From acc0891e8502799bdd0a7fb3a58cdc87ab7892ec Mon Sep 17 00:00:00 2001
From: Johan Nordberg <its@johan-nordberg.com>
Date: Fri, 27 May 2022 05:58:09 +0000
Subject: [PATCH] Improve sentence boundary detection

---
 tortoise/utils/text.py | 19 +++++++++++++++++--
 1 file changed, 17 insertions(+), 2 deletions(-)

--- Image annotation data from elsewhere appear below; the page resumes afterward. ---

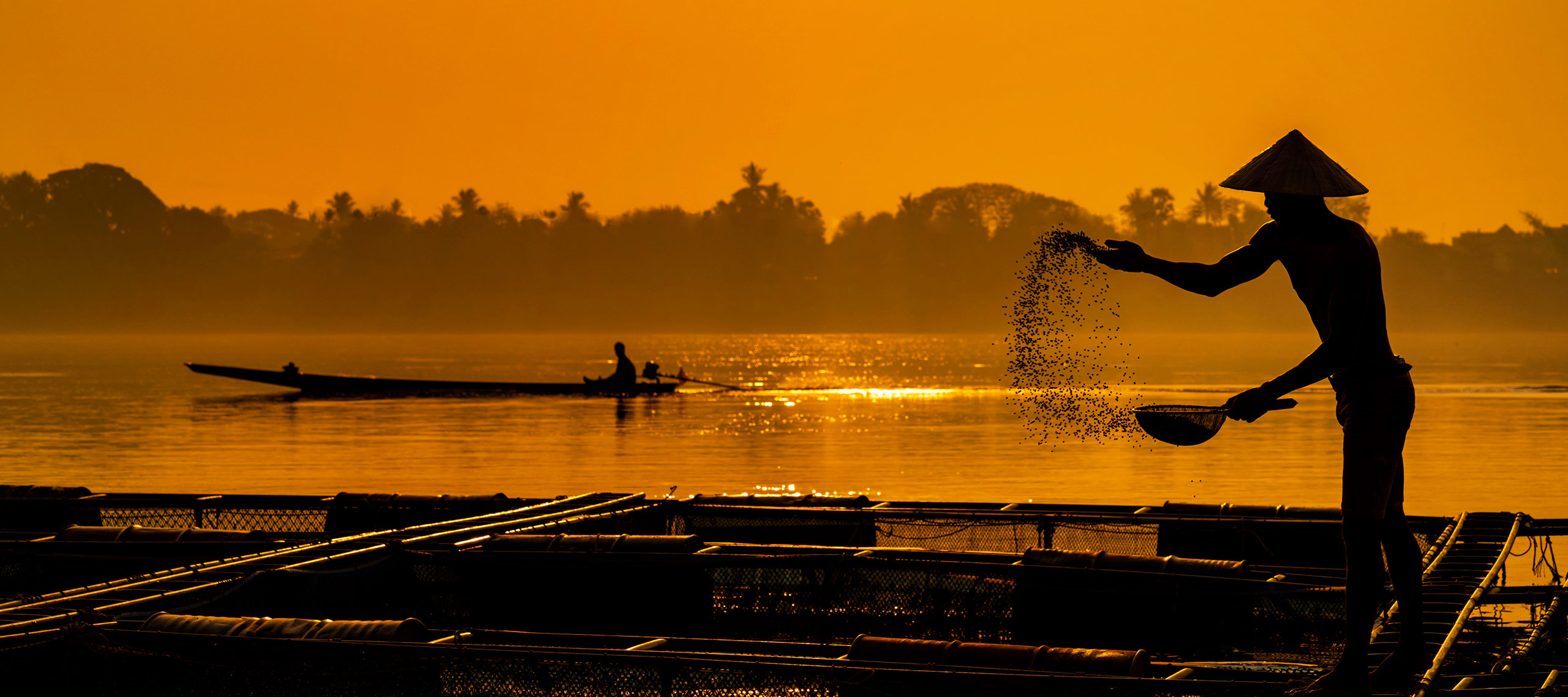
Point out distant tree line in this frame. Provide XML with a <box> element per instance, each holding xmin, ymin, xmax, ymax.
<box><xmin>0</xmin><ymin>165</ymin><xmax>1568</xmax><ymax>332</ymax></box>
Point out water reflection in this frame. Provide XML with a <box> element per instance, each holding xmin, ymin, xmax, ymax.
<box><xmin>0</xmin><ymin>335</ymin><xmax>1568</xmax><ymax>515</ymax></box>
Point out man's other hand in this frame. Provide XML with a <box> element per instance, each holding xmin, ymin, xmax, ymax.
<box><xmin>1090</xmin><ymin>239</ymin><xmax>1149</xmax><ymax>271</ymax></box>
<box><xmin>1224</xmin><ymin>387</ymin><xmax>1275</xmax><ymax>423</ymax></box>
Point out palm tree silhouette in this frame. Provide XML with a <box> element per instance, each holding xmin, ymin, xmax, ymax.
<box><xmin>1187</xmin><ymin>182</ymin><xmax>1240</xmax><ymax>225</ymax></box>
<box><xmin>451</xmin><ymin>188</ymin><xmax>480</xmax><ymax>214</ymax></box>
<box><xmin>326</xmin><ymin>191</ymin><xmax>359</xmax><ymax>221</ymax></box>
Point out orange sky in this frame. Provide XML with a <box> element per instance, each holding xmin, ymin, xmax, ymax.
<box><xmin>0</xmin><ymin>0</ymin><xmax>1568</xmax><ymax>238</ymax></box>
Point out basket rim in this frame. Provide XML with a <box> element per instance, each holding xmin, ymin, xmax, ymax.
<box><xmin>1132</xmin><ymin>404</ymin><xmax>1226</xmax><ymax>413</ymax></box>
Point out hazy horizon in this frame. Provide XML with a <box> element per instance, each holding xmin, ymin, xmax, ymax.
<box><xmin>0</xmin><ymin>0</ymin><xmax>1568</xmax><ymax>241</ymax></box>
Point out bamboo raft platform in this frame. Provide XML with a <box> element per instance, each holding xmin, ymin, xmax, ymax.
<box><xmin>0</xmin><ymin>487</ymin><xmax>1568</xmax><ymax>697</ymax></box>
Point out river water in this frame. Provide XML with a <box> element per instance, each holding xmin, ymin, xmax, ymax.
<box><xmin>0</xmin><ymin>334</ymin><xmax>1568</xmax><ymax>517</ymax></box>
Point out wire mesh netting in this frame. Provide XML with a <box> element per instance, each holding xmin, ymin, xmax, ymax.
<box><xmin>0</xmin><ymin>633</ymin><xmax>1257</xmax><ymax>697</ymax></box>
<box><xmin>99</xmin><ymin>506</ymin><xmax>328</xmax><ymax>532</ymax></box>
<box><xmin>658</xmin><ymin>506</ymin><xmax>1444</xmax><ymax>568</ymax></box>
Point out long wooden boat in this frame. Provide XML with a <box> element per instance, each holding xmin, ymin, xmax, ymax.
<box><xmin>185</xmin><ymin>363</ymin><xmax>677</xmax><ymax>394</ymax></box>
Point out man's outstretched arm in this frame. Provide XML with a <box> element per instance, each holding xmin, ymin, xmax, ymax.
<box><xmin>1091</xmin><ymin>239</ymin><xmax>1278</xmax><ymax>298</ymax></box>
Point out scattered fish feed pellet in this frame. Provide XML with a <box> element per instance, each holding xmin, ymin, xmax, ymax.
<box><xmin>1003</xmin><ymin>225</ymin><xmax>1142</xmax><ymax>445</ymax></box>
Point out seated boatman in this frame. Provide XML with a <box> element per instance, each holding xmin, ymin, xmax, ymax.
<box><xmin>1095</xmin><ymin>130</ymin><xmax>1430</xmax><ymax>697</ymax></box>
<box><xmin>605</xmin><ymin>341</ymin><xmax>636</xmax><ymax>385</ymax></box>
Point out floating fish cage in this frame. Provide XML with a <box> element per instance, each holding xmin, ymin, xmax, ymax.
<box><xmin>0</xmin><ymin>489</ymin><xmax>1568</xmax><ymax>697</ymax></box>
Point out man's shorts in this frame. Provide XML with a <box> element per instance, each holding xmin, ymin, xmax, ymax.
<box><xmin>1333</xmin><ymin>362</ymin><xmax>1416</xmax><ymax>520</ymax></box>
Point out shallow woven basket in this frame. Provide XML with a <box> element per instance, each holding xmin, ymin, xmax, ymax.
<box><xmin>1132</xmin><ymin>404</ymin><xmax>1224</xmax><ymax>445</ymax></box>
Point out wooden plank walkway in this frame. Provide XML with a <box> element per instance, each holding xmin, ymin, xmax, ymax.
<box><xmin>0</xmin><ymin>494</ymin><xmax>643</xmax><ymax>636</ymax></box>
<box><xmin>1367</xmin><ymin>512</ymin><xmax>1526</xmax><ymax>697</ymax></box>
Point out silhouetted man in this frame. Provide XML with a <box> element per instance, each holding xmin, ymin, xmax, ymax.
<box><xmin>1096</xmin><ymin>130</ymin><xmax>1427</xmax><ymax>697</ymax></box>
<box><xmin>605</xmin><ymin>341</ymin><xmax>636</xmax><ymax>385</ymax></box>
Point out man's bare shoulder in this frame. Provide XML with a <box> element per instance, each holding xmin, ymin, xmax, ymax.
<box><xmin>1246</xmin><ymin>221</ymin><xmax>1284</xmax><ymax>249</ymax></box>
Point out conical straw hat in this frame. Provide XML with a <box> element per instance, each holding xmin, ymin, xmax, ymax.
<box><xmin>1220</xmin><ymin>130</ymin><xmax>1367</xmax><ymax>196</ymax></box>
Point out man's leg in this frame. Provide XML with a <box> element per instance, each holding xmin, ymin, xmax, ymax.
<box><xmin>1372</xmin><ymin>506</ymin><xmax>1431</xmax><ymax>683</ymax></box>
<box><xmin>1292</xmin><ymin>515</ymin><xmax>1383</xmax><ymax>697</ymax></box>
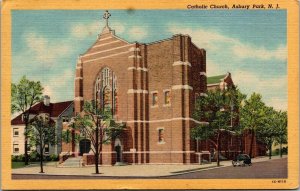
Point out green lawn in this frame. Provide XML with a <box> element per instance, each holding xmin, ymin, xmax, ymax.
<box><xmin>11</xmin><ymin>162</ymin><xmax>25</xmax><ymax>169</ymax></box>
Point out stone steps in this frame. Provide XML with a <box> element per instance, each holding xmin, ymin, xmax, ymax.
<box><xmin>60</xmin><ymin>157</ymin><xmax>82</xmax><ymax>167</ymax></box>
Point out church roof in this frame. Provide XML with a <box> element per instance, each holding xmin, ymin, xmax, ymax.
<box><xmin>207</xmin><ymin>74</ymin><xmax>228</xmax><ymax>84</ymax></box>
<box><xmin>11</xmin><ymin>101</ymin><xmax>73</xmax><ymax>125</ymax></box>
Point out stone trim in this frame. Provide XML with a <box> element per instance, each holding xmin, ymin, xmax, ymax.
<box><xmin>172</xmin><ymin>85</ymin><xmax>193</xmax><ymax>90</ymax></box>
<box><xmin>129</xmin><ymin>47</ymin><xmax>141</xmax><ymax>52</ymax></box>
<box><xmin>173</xmin><ymin>61</ymin><xmax>192</xmax><ymax>67</ymax></box>
<box><xmin>74</xmin><ymin>96</ymin><xmax>83</xmax><ymax>101</ymax></box>
<box><xmin>99</xmin><ymin>36</ymin><xmax>113</xmax><ymax>41</ymax></box>
<box><xmin>127</xmin><ymin>89</ymin><xmax>148</xmax><ymax>94</ymax></box>
<box><xmin>128</xmin><ymin>55</ymin><xmax>142</xmax><ymax>59</ymax></box>
<box><xmin>85</xmin><ymin>51</ymin><xmax>129</xmax><ymax>63</ymax></box>
<box><xmin>207</xmin><ymin>83</ymin><xmax>220</xmax><ymax>86</ymax></box>
<box><xmin>122</xmin><ymin>151</ymin><xmax>195</xmax><ymax>154</ymax></box>
<box><xmin>200</xmin><ymin>72</ymin><xmax>206</xmax><ymax>76</ymax></box>
<box><xmin>127</xmin><ymin>117</ymin><xmax>208</xmax><ymax>124</ymax></box>
<box><xmin>127</xmin><ymin>66</ymin><xmax>148</xmax><ymax>72</ymax></box>
<box><xmin>92</xmin><ymin>40</ymin><xmax>121</xmax><ymax>48</ymax></box>
<box><xmin>82</xmin><ymin>44</ymin><xmax>132</xmax><ymax>57</ymax></box>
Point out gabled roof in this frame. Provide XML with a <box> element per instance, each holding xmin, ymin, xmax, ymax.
<box><xmin>207</xmin><ymin>74</ymin><xmax>228</xmax><ymax>84</ymax></box>
<box><xmin>11</xmin><ymin>101</ymin><xmax>73</xmax><ymax>125</ymax></box>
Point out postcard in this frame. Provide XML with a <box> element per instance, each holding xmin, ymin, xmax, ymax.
<box><xmin>1</xmin><ymin>0</ymin><xmax>299</xmax><ymax>190</ymax></box>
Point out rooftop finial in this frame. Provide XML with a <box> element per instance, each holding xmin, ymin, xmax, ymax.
<box><xmin>98</xmin><ymin>10</ymin><xmax>115</xmax><ymax>35</ymax></box>
<box><xmin>103</xmin><ymin>10</ymin><xmax>111</xmax><ymax>27</ymax></box>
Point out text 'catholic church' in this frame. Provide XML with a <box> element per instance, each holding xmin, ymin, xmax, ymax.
<box><xmin>69</xmin><ymin>12</ymin><xmax>264</xmax><ymax>164</ymax></box>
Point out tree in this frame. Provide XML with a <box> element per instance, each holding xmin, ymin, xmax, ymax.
<box><xmin>257</xmin><ymin>107</ymin><xmax>278</xmax><ymax>159</ymax></box>
<box><xmin>191</xmin><ymin>89</ymin><xmax>230</xmax><ymax>166</ymax></box>
<box><xmin>11</xmin><ymin>76</ymin><xmax>43</xmax><ymax>165</ymax></box>
<box><xmin>240</xmin><ymin>93</ymin><xmax>265</xmax><ymax>157</ymax></box>
<box><xmin>28</xmin><ymin>114</ymin><xmax>56</xmax><ymax>173</ymax></box>
<box><xmin>275</xmin><ymin>111</ymin><xmax>287</xmax><ymax>157</ymax></box>
<box><xmin>226</xmin><ymin>86</ymin><xmax>247</xmax><ymax>153</ymax></box>
<box><xmin>70</xmin><ymin>101</ymin><xmax>125</xmax><ymax>174</ymax></box>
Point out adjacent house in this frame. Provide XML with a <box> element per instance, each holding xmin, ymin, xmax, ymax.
<box><xmin>11</xmin><ymin>96</ymin><xmax>74</xmax><ymax>155</ymax></box>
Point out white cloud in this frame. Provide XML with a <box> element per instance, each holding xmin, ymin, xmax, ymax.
<box><xmin>206</xmin><ymin>59</ymin><xmax>226</xmax><ymax>76</ymax></box>
<box><xmin>22</xmin><ymin>32</ymin><xmax>71</xmax><ymax>67</ymax></box>
<box><xmin>232</xmin><ymin>70</ymin><xmax>287</xmax><ymax>110</ymax></box>
<box><xmin>128</xmin><ymin>27</ymin><xmax>148</xmax><ymax>40</ymax></box>
<box><xmin>168</xmin><ymin>25</ymin><xmax>236</xmax><ymax>50</ymax></box>
<box><xmin>42</xmin><ymin>69</ymin><xmax>75</xmax><ymax>102</ymax></box>
<box><xmin>232</xmin><ymin>43</ymin><xmax>287</xmax><ymax>60</ymax></box>
<box><xmin>71</xmin><ymin>21</ymin><xmax>103</xmax><ymax>40</ymax></box>
<box><xmin>168</xmin><ymin>24</ymin><xmax>287</xmax><ymax>60</ymax></box>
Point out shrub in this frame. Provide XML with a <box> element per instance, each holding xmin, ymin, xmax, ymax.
<box><xmin>11</xmin><ymin>155</ymin><xmax>19</xmax><ymax>162</ymax></box>
<box><xmin>50</xmin><ymin>154</ymin><xmax>59</xmax><ymax>161</ymax></box>
<box><xmin>11</xmin><ymin>154</ymin><xmax>25</xmax><ymax>162</ymax></box>
<box><xmin>29</xmin><ymin>151</ymin><xmax>40</xmax><ymax>162</ymax></box>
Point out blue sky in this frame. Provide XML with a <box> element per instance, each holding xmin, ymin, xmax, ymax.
<box><xmin>12</xmin><ymin>10</ymin><xmax>287</xmax><ymax>110</ymax></box>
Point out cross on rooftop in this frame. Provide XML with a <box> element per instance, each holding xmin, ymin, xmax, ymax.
<box><xmin>103</xmin><ymin>10</ymin><xmax>111</xmax><ymax>27</ymax></box>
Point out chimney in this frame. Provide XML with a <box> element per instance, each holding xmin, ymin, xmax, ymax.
<box><xmin>44</xmin><ymin>95</ymin><xmax>50</xmax><ymax>106</ymax></box>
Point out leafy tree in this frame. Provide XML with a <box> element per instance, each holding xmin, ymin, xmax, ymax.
<box><xmin>11</xmin><ymin>76</ymin><xmax>43</xmax><ymax>165</ymax></box>
<box><xmin>226</xmin><ymin>86</ymin><xmax>247</xmax><ymax>153</ymax></box>
<box><xmin>240</xmin><ymin>93</ymin><xmax>265</xmax><ymax>157</ymax></box>
<box><xmin>71</xmin><ymin>101</ymin><xmax>124</xmax><ymax>174</ymax></box>
<box><xmin>257</xmin><ymin>107</ymin><xmax>278</xmax><ymax>159</ymax></box>
<box><xmin>275</xmin><ymin>111</ymin><xmax>287</xmax><ymax>157</ymax></box>
<box><xmin>191</xmin><ymin>89</ymin><xmax>230</xmax><ymax>166</ymax></box>
<box><xmin>28</xmin><ymin>115</ymin><xmax>56</xmax><ymax>173</ymax></box>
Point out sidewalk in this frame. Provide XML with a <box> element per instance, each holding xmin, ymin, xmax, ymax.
<box><xmin>12</xmin><ymin>155</ymin><xmax>287</xmax><ymax>177</ymax></box>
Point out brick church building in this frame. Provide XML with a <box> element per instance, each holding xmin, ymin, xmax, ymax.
<box><xmin>68</xmin><ymin>12</ymin><xmax>264</xmax><ymax>164</ymax></box>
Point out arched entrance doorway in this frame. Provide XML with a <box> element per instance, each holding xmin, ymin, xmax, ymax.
<box><xmin>79</xmin><ymin>139</ymin><xmax>91</xmax><ymax>155</ymax></box>
<box><xmin>115</xmin><ymin>138</ymin><xmax>122</xmax><ymax>163</ymax></box>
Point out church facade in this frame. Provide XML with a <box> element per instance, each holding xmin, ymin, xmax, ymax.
<box><xmin>71</xmin><ymin>12</ymin><xmax>265</xmax><ymax>165</ymax></box>
<box><xmin>74</xmin><ymin>11</ymin><xmax>207</xmax><ymax>164</ymax></box>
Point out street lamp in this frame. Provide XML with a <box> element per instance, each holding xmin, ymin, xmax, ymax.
<box><xmin>217</xmin><ymin>107</ymin><xmax>225</xmax><ymax>166</ymax></box>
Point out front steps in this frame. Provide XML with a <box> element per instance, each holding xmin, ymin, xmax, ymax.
<box><xmin>59</xmin><ymin>157</ymin><xmax>82</xmax><ymax>167</ymax></box>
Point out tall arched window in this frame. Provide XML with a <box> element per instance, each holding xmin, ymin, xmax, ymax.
<box><xmin>95</xmin><ymin>68</ymin><xmax>118</xmax><ymax>116</ymax></box>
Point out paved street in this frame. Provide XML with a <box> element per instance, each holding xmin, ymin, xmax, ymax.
<box><xmin>12</xmin><ymin>157</ymin><xmax>287</xmax><ymax>179</ymax></box>
<box><xmin>167</xmin><ymin>158</ymin><xmax>287</xmax><ymax>179</ymax></box>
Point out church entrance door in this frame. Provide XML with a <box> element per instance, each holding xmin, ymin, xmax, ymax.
<box><xmin>79</xmin><ymin>139</ymin><xmax>91</xmax><ymax>155</ymax></box>
<box><xmin>115</xmin><ymin>145</ymin><xmax>121</xmax><ymax>162</ymax></box>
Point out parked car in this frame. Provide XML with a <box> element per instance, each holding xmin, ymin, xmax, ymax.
<box><xmin>232</xmin><ymin>154</ymin><xmax>252</xmax><ymax>167</ymax></box>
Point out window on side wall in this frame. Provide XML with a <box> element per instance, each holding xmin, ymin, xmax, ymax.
<box><xmin>13</xmin><ymin>143</ymin><xmax>20</xmax><ymax>153</ymax></box>
<box><xmin>152</xmin><ymin>92</ymin><xmax>158</xmax><ymax>106</ymax></box>
<box><xmin>165</xmin><ymin>90</ymin><xmax>171</xmax><ymax>105</ymax></box>
<box><xmin>45</xmin><ymin>144</ymin><xmax>49</xmax><ymax>154</ymax></box>
<box><xmin>13</xmin><ymin>128</ymin><xmax>19</xmax><ymax>137</ymax></box>
<box><xmin>158</xmin><ymin>129</ymin><xmax>165</xmax><ymax>143</ymax></box>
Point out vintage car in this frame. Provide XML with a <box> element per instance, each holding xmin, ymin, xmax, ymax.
<box><xmin>232</xmin><ymin>154</ymin><xmax>252</xmax><ymax>167</ymax></box>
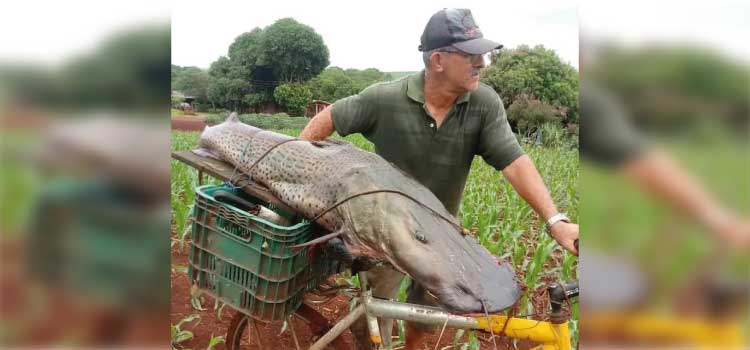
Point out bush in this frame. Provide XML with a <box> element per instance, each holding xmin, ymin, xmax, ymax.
<box><xmin>508</xmin><ymin>94</ymin><xmax>565</xmax><ymax>137</ymax></box>
<box><xmin>273</xmin><ymin>83</ymin><xmax>312</xmax><ymax>116</ymax></box>
<box><xmin>206</xmin><ymin>113</ymin><xmax>310</xmax><ymax>130</ymax></box>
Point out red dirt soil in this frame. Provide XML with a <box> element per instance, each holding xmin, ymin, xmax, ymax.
<box><xmin>172</xmin><ymin>116</ymin><xmax>206</xmax><ymax>131</ymax></box>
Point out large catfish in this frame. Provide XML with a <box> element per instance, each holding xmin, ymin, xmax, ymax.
<box><xmin>196</xmin><ymin>114</ymin><xmax>520</xmax><ymax>313</ymax></box>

diff --git a/tortoise/utils/text.py b/tortoise/utils/text.py
index 18bcebb..fb36311 100644
--- a/tortoise/utils/text.py
+++ b/tortoise/utils/text.py
@@ -50,14 +50,18 @@ def split_and_recombine_text(text, desired_length=200, max_length=300):
             commit()
         # check for sentence boundaries
         elif not in_quote and (c in '!?\n' or (c == '.' and next_c in '\n ')):
+            # seek forward if we have consecutive boundary markers but still within the max length
+            while len(current) < max_length and next_c in '!?.':
+                c, next_c = seek(1)
+                current += c
             split_pos.append(pos)
             if len(current) >= desired_length:
                 commit()
     rv.append(current)
 
-    # clean up
+    # clean up, remove lines with only whitespace or punctuation
     rv = [s.strip() for s in rv]
-    rv = [s for s in rv if len(s) > 0]
+    rv = [s for s in rv if len(s) > 0 and not re.match(r'^[\s\.,;:!?]*$', s)]
 
     return rv
 
@@ -81,4 +85,15 @@ if __name__ == '__main__':
                               'inthemiddlebutinotinthislongword.',
                               '"Don\'t split my quote... please"'])
 
+        def test_split_and_recombine_text_2(self):
+            text = """
+            When you are really angry sometimes you use consecutive exclamation marks!!!!!! Is this a good thing to do?!?!?!
+            I don't know but we should handle this situation..........................
+            """
+            self.assertEqual(split_and_recombine_text(text, desired_length=30, max_length=50),
+                             ['When you are really angry sometimes you use',
+                              'consecutive exclamation marks!!!!!!',
+                              'Is this a good thing to do?!?!?!',
+                              'I don\'t know but we should handle this situation.'])
+
     unittest.main()